= Hortense Allen Jordan =

African-American dancer, choreographer and costume designer

Hortense Allen Jordan (September 17, 1919 - March 15, 2008) was an African-American dancer, choreographer, costume designer, and producer.

== Personal life ==
Born Hiawatha Hortense Allen, Jordan was born on September 17, 1919. She had 12 siblings and was raised in East St. Louis, Illinois. Hortense Jordan married Philadelphia detective Theodore Jordan in 1955. She had three sons, Dewey Allen, Theodore Jordan Sr. and Philip Allen. Hortense Jordan died on March 15, 2008, due to heart failure.

== Career ==
She started her dance career when she was fourteen years old. Jordan was mentored by and worked with Leonard Reed and Larry Steele early on in her career. In 1947, Jordan appeared with Billy Eckstine and his orchestra in the movie Rhythm in a Riff. In the 1950s, Jordan was dancing and leading chorus lines at the Paramount Theater, Apollo Theater, Club Harlem, and the Robin Hood Dell. In the 1970s, Jordan led a mostly African-American woman dance troupe based in Philadelphia referred to as the Hortense Allen Dancers. The Hortense Allen Dancers performed frequently at the Robin Hood Dell throughout the 1970s and accompanied performances by Lionel Hampton, Count Basie, and Woody Herman.

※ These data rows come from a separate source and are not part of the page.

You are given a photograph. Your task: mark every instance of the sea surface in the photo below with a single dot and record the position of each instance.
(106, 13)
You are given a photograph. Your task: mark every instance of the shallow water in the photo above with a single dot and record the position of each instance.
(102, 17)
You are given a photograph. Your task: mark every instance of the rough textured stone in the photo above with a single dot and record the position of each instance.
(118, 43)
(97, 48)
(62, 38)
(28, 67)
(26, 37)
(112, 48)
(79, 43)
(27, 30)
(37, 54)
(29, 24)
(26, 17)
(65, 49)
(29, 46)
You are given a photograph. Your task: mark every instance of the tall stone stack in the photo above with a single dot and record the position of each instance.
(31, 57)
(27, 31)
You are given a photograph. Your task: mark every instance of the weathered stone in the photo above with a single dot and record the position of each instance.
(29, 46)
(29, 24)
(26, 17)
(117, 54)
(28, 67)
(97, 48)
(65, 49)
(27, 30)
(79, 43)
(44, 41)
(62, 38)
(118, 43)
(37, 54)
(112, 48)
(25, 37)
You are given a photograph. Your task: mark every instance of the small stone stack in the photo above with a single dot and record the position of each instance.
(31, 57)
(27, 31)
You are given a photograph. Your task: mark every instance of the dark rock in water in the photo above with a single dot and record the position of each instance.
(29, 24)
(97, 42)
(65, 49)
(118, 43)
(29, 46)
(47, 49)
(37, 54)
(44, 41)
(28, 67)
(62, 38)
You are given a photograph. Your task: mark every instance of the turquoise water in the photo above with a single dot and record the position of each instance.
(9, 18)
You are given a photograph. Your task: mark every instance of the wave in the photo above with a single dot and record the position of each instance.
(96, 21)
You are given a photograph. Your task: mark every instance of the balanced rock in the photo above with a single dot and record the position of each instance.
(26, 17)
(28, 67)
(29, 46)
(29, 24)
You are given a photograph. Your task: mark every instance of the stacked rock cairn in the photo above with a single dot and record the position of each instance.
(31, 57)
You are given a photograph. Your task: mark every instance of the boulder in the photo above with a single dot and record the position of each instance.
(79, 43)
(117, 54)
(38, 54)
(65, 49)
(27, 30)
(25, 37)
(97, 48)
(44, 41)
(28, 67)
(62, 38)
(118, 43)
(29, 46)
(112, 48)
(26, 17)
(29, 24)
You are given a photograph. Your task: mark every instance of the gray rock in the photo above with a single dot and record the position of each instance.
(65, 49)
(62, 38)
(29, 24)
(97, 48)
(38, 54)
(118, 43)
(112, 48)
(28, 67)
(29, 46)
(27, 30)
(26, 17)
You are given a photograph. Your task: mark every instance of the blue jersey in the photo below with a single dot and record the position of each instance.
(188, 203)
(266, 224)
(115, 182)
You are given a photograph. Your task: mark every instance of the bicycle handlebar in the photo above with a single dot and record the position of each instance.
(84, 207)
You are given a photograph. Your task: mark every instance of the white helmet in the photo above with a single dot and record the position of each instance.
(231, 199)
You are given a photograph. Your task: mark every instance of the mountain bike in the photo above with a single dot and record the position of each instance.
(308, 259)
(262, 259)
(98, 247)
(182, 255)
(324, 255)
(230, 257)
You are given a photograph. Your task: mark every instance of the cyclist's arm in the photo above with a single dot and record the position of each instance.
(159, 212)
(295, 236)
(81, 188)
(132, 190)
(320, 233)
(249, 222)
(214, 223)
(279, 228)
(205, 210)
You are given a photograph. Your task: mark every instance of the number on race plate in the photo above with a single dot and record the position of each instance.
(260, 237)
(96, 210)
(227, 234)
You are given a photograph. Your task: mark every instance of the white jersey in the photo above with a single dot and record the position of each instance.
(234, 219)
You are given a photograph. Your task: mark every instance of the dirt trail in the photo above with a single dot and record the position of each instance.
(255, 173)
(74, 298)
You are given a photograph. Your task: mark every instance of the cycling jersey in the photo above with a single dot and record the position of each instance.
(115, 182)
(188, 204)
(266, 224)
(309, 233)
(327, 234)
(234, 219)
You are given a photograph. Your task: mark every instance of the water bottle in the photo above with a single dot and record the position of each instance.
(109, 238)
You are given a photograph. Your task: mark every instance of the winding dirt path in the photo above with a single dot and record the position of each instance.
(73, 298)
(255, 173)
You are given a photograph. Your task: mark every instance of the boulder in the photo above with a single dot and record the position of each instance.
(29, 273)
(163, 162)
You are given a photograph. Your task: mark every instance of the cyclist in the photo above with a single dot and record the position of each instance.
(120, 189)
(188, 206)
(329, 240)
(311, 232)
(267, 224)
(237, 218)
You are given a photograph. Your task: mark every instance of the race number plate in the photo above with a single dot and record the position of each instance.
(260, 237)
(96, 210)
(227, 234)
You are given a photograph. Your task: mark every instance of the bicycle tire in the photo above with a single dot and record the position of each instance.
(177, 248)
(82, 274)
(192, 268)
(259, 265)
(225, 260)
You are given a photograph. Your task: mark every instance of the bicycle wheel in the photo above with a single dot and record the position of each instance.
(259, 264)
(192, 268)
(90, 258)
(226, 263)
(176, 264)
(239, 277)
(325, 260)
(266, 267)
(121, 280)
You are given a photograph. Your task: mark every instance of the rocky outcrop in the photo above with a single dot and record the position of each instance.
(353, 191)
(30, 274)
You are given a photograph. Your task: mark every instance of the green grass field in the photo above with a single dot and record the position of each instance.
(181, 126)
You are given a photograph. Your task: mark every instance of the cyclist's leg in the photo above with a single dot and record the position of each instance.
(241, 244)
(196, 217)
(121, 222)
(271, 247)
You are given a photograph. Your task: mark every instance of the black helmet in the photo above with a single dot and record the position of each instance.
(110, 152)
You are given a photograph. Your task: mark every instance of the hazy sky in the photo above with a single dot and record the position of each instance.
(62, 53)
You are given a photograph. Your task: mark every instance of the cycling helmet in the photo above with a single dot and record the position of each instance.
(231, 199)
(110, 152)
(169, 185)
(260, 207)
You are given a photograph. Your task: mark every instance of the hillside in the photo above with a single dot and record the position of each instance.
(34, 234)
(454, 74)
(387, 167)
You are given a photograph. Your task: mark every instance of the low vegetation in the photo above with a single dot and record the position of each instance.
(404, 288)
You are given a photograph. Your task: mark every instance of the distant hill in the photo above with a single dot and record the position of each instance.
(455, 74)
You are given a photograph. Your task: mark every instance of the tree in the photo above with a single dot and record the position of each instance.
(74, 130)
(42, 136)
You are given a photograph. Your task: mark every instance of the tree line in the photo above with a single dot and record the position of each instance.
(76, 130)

Jordan was the 1995 artistic director for Stepping in Time, a music and dance performance composed of African American performers that was sponsored and produced by the Philadelphia Folklore Project. Jordan's dancing career was also featured in the video documentary Plenty of Good Women Dancers that was broadcast on public television in 2004.